Thread bundles are stored in a dict: `{server_id → ThreadBundle}`, where `ThreadBundle` is a dataclass holding all thread references.

## BroadcastThread

The `BroadcastThread` is the single global thread that bridges synchronous background threads to asynchronous WebSocket clients:

1. Background threads push events into a `queue.Queue(maxsize=1000)`
2. `BroadcastThread` runs a loop reading from the queue
3. For each event, it calls `asyncio.run_coroutine_threadsafe()` to schedule a WebSocket broadcast on the main event loop
4. If the queue is full, events are dropped (non-blocking put)

Events are broadcast to WebSocket clients subscribed to the relevant `server_id` (or `None` for all servers).

## ProcessManager

`ProcessManager` is a singleton that manages server processes via `subprocess.Popen`:

- **`start_process(server_id, cmd, cwd, env)`** — Starts a new subprocess, stores the PID
- **`stop_process(server_id, timeout)`** — Sends terminate signal, waits for exit, force-kills after timeout
- **`kill_process(server_id)`** — Force-kills the process immediately
- **`recover_on_startup(db)`** — On startup, checks all stored PIDs against running processes via `psutil.pid_exists()`. If a process is still alive, marks the server as running.
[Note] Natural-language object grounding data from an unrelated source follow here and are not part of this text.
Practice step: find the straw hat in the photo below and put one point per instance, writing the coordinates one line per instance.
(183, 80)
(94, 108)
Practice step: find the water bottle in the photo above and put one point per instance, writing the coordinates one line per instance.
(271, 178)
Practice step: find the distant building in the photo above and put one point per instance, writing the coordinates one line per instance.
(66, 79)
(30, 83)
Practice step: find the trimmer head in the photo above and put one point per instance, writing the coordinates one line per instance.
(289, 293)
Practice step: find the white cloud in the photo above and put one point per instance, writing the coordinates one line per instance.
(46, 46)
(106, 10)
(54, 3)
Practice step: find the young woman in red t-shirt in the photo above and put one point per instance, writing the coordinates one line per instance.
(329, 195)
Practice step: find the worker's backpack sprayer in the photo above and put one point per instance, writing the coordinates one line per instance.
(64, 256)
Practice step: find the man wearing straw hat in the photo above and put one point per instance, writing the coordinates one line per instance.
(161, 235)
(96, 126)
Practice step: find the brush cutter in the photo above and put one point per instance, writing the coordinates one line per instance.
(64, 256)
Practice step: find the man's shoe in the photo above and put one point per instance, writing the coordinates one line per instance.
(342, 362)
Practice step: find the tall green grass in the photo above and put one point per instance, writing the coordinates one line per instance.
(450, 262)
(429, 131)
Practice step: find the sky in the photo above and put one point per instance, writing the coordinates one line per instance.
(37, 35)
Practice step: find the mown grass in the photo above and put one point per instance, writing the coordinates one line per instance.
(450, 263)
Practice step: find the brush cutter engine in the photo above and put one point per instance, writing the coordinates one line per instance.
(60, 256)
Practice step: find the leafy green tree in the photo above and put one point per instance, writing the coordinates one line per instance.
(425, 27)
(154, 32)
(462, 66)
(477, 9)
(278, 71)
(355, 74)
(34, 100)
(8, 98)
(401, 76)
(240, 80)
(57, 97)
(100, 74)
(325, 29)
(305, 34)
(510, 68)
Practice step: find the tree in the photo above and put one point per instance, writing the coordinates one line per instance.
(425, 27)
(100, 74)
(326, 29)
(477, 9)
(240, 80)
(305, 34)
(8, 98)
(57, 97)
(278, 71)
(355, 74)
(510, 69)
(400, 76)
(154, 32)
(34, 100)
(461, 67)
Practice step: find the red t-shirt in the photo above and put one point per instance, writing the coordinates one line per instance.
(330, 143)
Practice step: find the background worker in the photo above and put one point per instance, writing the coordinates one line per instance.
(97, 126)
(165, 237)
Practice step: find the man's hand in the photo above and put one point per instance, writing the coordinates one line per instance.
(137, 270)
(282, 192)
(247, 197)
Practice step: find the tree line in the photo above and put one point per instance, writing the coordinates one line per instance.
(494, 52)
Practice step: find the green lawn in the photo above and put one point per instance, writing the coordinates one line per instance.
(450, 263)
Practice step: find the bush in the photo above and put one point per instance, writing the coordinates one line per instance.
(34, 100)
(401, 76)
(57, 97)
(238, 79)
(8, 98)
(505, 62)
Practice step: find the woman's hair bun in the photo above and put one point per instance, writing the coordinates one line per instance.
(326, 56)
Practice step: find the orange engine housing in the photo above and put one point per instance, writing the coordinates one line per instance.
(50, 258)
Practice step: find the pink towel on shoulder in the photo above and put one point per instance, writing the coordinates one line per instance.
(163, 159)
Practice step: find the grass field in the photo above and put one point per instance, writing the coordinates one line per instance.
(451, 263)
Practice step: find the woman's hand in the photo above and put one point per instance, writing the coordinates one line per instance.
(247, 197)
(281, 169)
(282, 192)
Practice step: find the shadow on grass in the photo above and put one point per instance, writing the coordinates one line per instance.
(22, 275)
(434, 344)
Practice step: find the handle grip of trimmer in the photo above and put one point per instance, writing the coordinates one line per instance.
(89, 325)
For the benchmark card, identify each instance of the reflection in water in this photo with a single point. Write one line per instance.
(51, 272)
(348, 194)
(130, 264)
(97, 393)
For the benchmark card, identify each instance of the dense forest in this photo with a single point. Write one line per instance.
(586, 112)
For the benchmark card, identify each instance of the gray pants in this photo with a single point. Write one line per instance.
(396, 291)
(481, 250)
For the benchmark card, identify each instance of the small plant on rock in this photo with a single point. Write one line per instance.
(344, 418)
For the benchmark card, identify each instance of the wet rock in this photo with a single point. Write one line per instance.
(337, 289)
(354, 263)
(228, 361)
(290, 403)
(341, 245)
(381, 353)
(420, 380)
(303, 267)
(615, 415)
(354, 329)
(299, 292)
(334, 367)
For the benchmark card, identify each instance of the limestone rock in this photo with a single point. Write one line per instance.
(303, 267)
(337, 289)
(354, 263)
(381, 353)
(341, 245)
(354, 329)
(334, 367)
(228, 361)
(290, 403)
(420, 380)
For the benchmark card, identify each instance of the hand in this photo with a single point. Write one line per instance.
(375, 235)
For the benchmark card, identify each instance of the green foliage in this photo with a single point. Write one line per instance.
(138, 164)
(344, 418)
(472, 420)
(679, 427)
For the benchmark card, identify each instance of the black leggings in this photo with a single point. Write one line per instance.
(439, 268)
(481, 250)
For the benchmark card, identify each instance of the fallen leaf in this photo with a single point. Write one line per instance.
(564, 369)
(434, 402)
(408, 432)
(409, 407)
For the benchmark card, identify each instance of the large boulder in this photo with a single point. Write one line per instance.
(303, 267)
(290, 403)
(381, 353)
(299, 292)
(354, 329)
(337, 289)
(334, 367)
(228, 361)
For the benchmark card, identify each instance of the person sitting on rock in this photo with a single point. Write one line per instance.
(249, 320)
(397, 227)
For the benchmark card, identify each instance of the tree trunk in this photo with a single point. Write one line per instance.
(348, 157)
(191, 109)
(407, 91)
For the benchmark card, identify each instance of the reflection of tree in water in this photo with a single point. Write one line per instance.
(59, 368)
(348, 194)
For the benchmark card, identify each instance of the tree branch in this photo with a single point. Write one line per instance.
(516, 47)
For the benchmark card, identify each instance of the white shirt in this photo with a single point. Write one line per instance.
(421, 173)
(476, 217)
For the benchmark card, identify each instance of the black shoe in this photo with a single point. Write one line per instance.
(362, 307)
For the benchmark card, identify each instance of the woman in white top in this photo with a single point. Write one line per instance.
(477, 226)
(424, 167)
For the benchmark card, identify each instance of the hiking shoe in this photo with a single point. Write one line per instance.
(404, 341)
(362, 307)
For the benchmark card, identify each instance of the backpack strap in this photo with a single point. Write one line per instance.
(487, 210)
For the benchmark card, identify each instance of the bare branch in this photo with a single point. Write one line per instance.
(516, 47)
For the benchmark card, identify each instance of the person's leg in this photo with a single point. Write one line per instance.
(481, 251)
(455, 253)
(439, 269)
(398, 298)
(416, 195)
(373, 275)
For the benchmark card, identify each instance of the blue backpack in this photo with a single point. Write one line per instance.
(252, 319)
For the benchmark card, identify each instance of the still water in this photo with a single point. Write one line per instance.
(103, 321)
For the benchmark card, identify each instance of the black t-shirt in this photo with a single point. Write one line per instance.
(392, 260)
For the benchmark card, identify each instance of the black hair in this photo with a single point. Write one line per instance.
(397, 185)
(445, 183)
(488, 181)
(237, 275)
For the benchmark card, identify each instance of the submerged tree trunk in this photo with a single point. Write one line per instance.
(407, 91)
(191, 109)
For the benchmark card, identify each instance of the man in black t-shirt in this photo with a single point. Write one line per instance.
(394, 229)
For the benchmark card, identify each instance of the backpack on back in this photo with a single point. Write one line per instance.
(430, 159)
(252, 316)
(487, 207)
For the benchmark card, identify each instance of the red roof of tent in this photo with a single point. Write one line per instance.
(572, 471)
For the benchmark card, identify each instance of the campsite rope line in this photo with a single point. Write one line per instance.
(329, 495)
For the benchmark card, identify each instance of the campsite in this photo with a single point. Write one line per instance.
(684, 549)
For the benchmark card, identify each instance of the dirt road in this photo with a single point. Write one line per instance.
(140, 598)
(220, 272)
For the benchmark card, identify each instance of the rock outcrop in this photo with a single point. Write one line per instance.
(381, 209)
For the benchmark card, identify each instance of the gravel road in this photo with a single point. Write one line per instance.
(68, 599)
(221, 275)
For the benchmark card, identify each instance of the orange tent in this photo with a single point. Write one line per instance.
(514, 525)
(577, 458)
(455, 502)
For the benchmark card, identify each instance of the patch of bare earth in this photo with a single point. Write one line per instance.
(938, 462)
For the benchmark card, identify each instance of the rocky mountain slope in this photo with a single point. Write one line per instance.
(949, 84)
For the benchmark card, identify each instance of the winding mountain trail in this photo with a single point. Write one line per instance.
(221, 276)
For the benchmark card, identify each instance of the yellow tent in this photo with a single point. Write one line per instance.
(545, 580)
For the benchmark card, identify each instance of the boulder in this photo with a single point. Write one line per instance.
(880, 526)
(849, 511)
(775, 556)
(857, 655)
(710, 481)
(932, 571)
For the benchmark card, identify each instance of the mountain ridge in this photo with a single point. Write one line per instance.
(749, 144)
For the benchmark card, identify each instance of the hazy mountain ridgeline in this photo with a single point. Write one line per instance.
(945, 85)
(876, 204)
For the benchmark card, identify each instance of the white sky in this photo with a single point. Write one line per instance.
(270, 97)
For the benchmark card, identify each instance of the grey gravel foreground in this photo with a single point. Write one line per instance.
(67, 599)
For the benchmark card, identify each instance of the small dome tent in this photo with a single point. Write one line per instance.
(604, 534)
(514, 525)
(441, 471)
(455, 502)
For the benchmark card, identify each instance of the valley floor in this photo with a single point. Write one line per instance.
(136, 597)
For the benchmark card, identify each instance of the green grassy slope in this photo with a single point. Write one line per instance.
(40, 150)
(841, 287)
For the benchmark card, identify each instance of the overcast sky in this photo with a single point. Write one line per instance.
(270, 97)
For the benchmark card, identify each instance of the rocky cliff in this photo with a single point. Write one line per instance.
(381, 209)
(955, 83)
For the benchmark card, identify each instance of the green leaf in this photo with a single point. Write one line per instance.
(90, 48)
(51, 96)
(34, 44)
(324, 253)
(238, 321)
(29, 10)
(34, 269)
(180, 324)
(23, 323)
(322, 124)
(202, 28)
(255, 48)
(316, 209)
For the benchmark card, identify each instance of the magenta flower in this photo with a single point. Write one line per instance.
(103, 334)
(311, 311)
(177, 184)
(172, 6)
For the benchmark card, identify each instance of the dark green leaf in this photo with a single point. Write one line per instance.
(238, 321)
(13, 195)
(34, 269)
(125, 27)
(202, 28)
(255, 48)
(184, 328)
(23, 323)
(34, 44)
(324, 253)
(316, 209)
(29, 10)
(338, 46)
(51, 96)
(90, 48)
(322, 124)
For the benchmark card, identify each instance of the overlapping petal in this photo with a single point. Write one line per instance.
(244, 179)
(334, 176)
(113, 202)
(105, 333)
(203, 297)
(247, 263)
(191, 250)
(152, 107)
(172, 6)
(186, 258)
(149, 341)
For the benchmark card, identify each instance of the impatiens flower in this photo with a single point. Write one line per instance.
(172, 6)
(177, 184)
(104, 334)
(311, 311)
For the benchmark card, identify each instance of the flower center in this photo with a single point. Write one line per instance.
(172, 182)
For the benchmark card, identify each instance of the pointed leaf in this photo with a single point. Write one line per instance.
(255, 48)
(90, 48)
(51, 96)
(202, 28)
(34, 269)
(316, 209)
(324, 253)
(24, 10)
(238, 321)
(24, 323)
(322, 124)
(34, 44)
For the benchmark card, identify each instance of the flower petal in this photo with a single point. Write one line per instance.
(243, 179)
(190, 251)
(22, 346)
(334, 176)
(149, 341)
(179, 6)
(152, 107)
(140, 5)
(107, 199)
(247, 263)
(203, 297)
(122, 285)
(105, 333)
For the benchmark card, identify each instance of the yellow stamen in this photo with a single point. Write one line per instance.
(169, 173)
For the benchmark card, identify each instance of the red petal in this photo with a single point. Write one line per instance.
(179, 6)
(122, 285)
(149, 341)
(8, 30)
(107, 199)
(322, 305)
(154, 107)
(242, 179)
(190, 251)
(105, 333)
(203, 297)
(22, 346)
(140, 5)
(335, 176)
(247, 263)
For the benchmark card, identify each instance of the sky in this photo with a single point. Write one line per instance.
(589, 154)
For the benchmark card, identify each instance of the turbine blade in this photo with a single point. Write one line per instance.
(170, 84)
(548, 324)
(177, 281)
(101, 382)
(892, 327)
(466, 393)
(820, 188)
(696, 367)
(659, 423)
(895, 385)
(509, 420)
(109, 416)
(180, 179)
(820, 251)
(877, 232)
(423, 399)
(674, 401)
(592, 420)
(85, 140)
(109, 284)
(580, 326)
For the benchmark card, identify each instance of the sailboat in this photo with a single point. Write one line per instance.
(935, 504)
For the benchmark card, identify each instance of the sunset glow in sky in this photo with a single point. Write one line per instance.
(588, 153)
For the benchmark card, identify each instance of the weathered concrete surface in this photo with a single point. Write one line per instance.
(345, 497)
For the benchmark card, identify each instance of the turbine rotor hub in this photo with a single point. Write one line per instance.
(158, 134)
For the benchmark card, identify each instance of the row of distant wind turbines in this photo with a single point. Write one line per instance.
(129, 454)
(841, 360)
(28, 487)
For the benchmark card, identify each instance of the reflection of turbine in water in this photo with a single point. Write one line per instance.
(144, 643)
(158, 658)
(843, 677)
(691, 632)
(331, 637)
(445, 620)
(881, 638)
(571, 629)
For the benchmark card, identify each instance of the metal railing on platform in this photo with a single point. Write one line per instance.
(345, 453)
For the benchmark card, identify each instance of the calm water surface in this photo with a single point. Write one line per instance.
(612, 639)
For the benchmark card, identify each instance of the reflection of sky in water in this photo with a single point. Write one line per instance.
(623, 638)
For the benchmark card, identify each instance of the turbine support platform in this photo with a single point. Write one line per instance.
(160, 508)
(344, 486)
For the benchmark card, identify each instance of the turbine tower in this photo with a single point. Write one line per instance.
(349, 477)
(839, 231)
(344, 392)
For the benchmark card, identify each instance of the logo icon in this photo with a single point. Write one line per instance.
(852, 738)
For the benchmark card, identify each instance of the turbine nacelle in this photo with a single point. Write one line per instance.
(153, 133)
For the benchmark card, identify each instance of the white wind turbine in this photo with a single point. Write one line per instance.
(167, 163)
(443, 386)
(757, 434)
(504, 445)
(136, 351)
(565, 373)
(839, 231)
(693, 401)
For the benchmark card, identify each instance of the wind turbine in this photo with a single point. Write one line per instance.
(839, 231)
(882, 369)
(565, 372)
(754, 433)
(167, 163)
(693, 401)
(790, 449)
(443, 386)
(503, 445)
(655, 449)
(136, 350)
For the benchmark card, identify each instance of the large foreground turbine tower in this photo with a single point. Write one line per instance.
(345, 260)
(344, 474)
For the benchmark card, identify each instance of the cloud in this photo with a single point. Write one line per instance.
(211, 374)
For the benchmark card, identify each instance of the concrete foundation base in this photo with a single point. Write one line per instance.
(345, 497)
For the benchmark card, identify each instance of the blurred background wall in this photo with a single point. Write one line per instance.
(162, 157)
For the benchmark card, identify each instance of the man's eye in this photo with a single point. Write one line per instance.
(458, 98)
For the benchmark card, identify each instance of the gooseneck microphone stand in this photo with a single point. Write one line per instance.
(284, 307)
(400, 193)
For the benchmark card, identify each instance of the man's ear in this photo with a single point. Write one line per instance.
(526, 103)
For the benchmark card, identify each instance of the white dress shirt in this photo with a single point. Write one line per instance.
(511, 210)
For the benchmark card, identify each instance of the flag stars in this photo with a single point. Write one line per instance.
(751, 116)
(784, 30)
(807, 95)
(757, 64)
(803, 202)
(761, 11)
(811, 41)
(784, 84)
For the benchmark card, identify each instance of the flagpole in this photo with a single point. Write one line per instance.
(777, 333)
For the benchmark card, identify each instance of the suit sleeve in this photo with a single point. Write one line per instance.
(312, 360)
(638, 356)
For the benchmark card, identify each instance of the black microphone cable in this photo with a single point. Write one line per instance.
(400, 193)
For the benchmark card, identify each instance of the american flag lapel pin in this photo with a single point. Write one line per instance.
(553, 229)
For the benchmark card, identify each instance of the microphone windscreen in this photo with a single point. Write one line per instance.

If not, marks it as stopped.
- Thread-safe with per-server `threading.Lock`

## LogTailThread

Tails the Arma 3 .rpt log file for each server:

- Resolves the latest log file path using `Path(server["exe_path"]).parent / "server"` — Arma 3 writes .rpt files next to its executable, not in the languard server data directory
- Reads new lines from the end of the file, detecting log rotation (Windows/NTFS safe)
- Parses each line using `RPTParser.parse_line()` to extract timestamp, level, and message
- Persists parsed entries to the `logs` table via `LogRepository`
- Broadcasts `log` events via the global queue

## ProcessMonitorThread

Monitors each server process for crashes:

- Checks every 5 seconds whether the process is still alive
- If the process has exited unexpectedly:
  1. Updates server status to `crashed`
  2. Logs the crash event
  3. If `auto_restart` is enabled and restart count hasn't exceeded `max_restarts` within the `restart_window_seconds`:
     - Triggers a restart via `ServerService.start_server()`
     - Increments `restart_count`

## MetricsCollectorThread

Collects CPU and RAM metrics for each running server:

- Uses `psutil.Process(pid)` to get CPU and memory usage
- Collects every 10 seconds
- Stores metrics in the `metrics` table via `MetricsRepository`
- Broadcasts `metrics` events via the global queue

## RemoteAdminPollerThread

Polls the BattlEye RCon interface for player list updates:

- Connects via `Arma3RemoteAdmin` using `BERConClient`
- Polls player list every 10 seconds
- Compares current players with previous state to detect joins/leaves
- On player join: upserts to `players` table, inserts to `player_history`, broadcasts `players` event
- On player leave: removes from `players`, updates `left_at` in `player_history`, broadcasts `players` event
- On RCon connection failure: reconnects with exponential backoff

## WebSocketManager

Runs on the main asyncio event loop:

- Clients connect to `/ws?token=JWT&server_id=N`
- JWT is validated on connection; invalid tokens close with code 4001
- Clients subscribe to specific `server_id`s or `None` (all servers)
- `broadcast(server_id, message)` sends JSON-encoded messages to matching subscribers
- `disconnect(websocket)` removes the client from the registry
- Thread-safe via `asyncio.Lock`

## Thread Safety Rules

1. **Database access**: Each thread uses its own connection via `get_thread_db()`. No shared DB connections.
2. **WebSocket broadcasting**: Threads write to `queue.Queue`, which is thread-safe. Only `BroadcastThread` reads from the queue.
3. **Process management**: `ProcessManager` uses per-server locks for thread-safe start/stop operations.
4. **SQLite WAL mode**: Enables concurrent reads from multiple threads while a single writer operates.
5. **Asyncio locks**: `WebSocketManager` uses `asyncio.Lock` for connection registry modifications.

## Scheduled Jobs

APScheduler `BackgroundScheduler` runs 3 cleanup cron jobs:

| Job | Schedule | Cleanup |
|---|---|---|
| Clean up old log entries | Daily at 03:00 | `DELETE FROM logs WHERE created_at < datetime('now', '-7 days')` |
| Clean up old metrics | Every 6 hours | `DELETE FROM metrics WHERE timestamp < datetime('now', '-1 day')` |
| Clean up old events | Weekly (Sunday 04:00) | `DELETE FROM server_events WHERE created_at < datetime('now', '-30 days')` |

## Startup Sequence

1. Init DB engine and run pending migrations
2. Register built-in adapters (Arma 3) and scan for third-party plugins
3. Create `WebSocketManager` (asyncio-only)
4. Create global `BroadcastThread` (queue → asyncio bridge)
5. Create `ThreadRegistry` with `ProcessManager` and adapter registry
6. Recover processes that survived a restart (PID validation via psutil)
7. Re-attach monitoring threads for running servers
8. Seed default admin user if no users exist
9. Register and start APScheduler cleanup jobs

## Shutdown Sequence

1. Stop all server threads via `ThreadRegistry.stop_all()`
2. Stop `BroadcastThread` and join with 5s timeout
3. Stop APScheduler